Aside from oil, the change would affect the activities of numerous other industries, including long line fisheries unintentionally hooking albatrosses, wind energy accidentally taking out birds midair, and various construction projects that disrupt nesting sites. Now developments, big or small, wouldn’t be federally required to try to avoid harming birds.

Even though the rule isn’t technically official yet, it’s already having effects. In Virginia, a nesting site for 25,000 birds was paved as part of a bridge expansion project, and transportation officials didn’t face penalties from the U.S. Fish and Wildlife Service for not replacing the lost habitat. Federal wildlife officials are now apparently complying with the Trump Administration’s interpretation of the law, and treating mitigating impacts to bird habitat as voluntary.

There may be some hope in other pieces of legislation. Some birds are safe thanks to their listing under the Endangered Species Act, for example, and state and local governments can still enact their own legislation to avoid incidental harm. Also, a new bill in Congress with bipartisan support would reinstate a process for wildlife officials to regulate and reduce the impacts of various activities hurting birds.

But the rule change would still affect many birds that are already in decline. In September, a study in Science announced that North America had lost three billion birds since 1970. This loss is due largely to habitat destruction; chemical exposures, window collisions, and prowling cats. Incidental take has historically been important for helping these species try to bounce back, says Hostetler. “If you reduce the amount of impacts with this broad factor [of incidental take] it can significantly improve the ability of populations to recover.”

While the press release about the rule contains a long list of industry representatives cheering the change, former wildlife officials argue that enforcement of the MBTA was not as antagonistic as the current administration paints it to be.
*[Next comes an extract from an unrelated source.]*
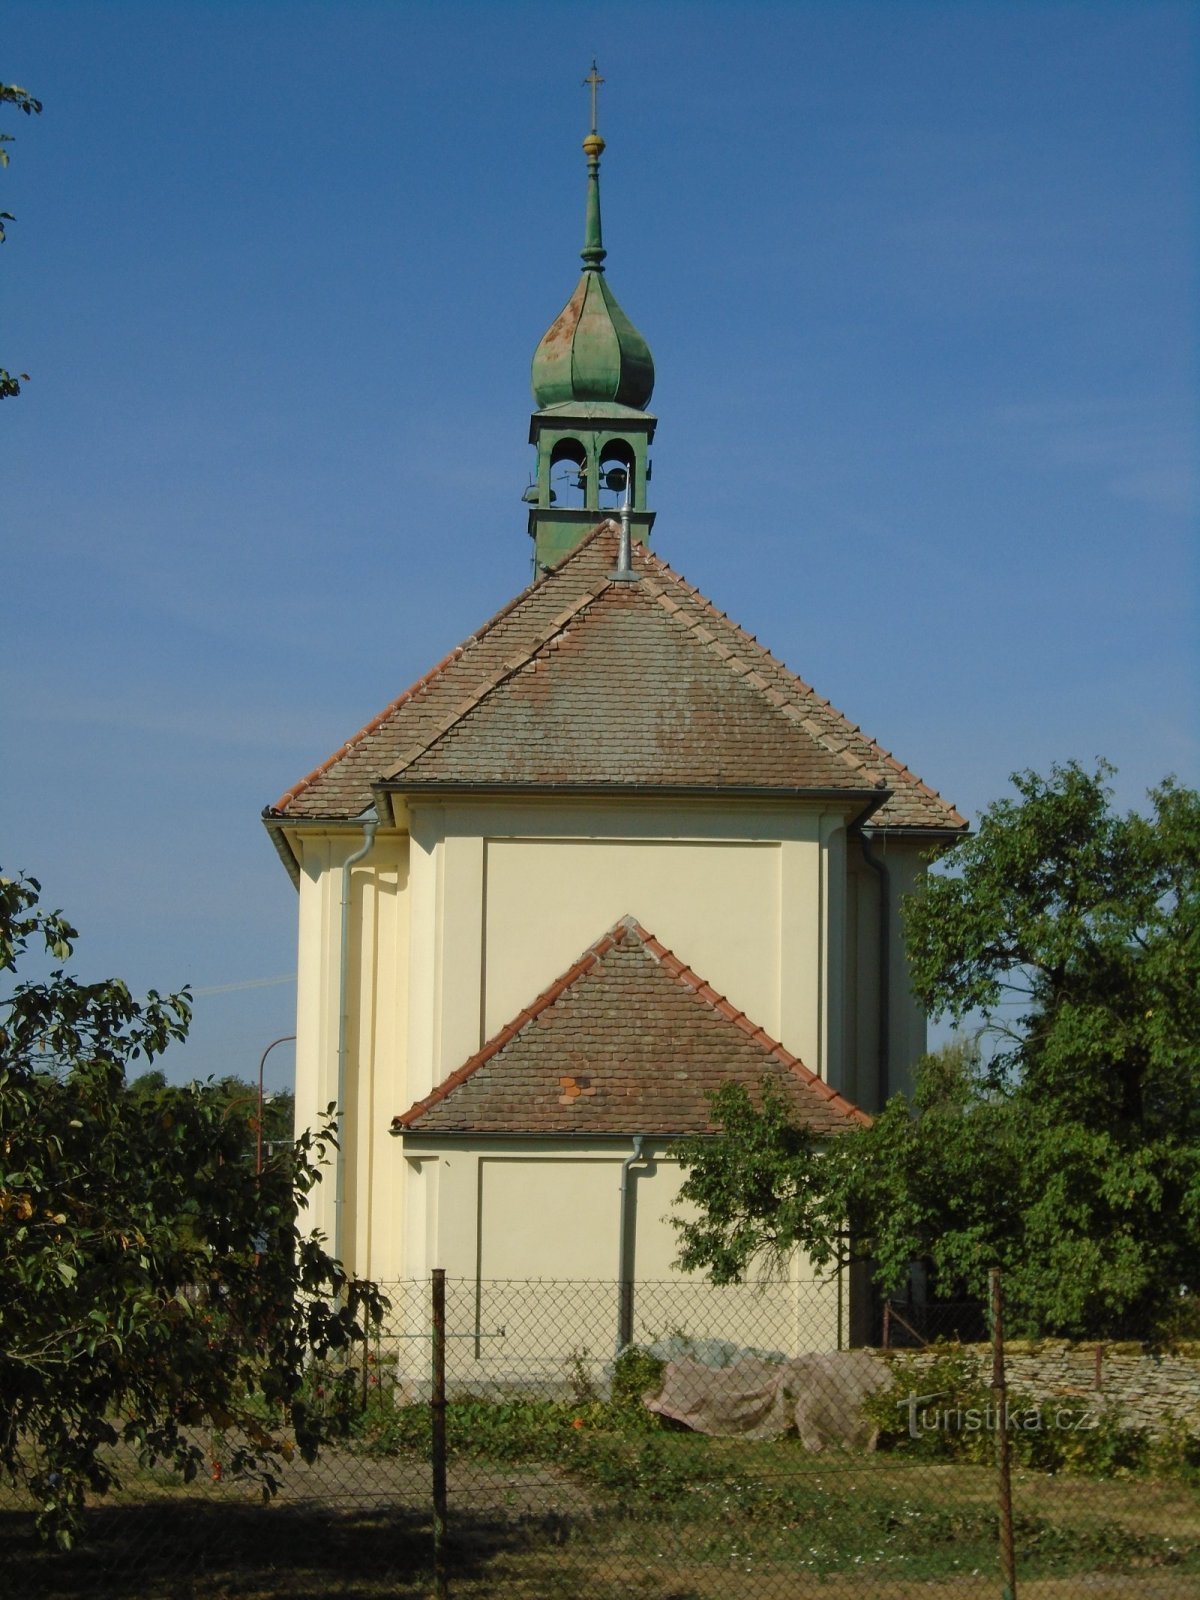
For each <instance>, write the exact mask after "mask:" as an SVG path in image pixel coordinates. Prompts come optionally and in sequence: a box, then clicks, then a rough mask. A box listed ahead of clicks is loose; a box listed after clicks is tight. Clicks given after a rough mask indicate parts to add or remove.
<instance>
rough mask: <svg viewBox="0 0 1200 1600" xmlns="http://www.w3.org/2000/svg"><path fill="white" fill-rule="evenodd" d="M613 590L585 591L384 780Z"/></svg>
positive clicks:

Daniel Ashe, who led the U.S. Fish and Wildlife Service between 2011 and 2017, told National Geographic that officials would only fine a company after warning them. “The idea that there was some kind of battlefield conflict between the service and industry over migratory bird conservation is just wrong,” he told National Geographic. “[The MBTA] has been interpreted for decades as applying to the incidental take of migratory birds, and the service would enforce that in a very cooperative way.”

The proposed rule is currently posted online and accepting comments until March 19. After that, officials will prepare an environmental impact statement. Panjabi says it’s likely that conservation organizations will bring lawsuits to combat the decision. “It’s hard to keep up with all these different changes in environmental rules,” says Hostetler. “This is one of the oldest ones—what more can happen?”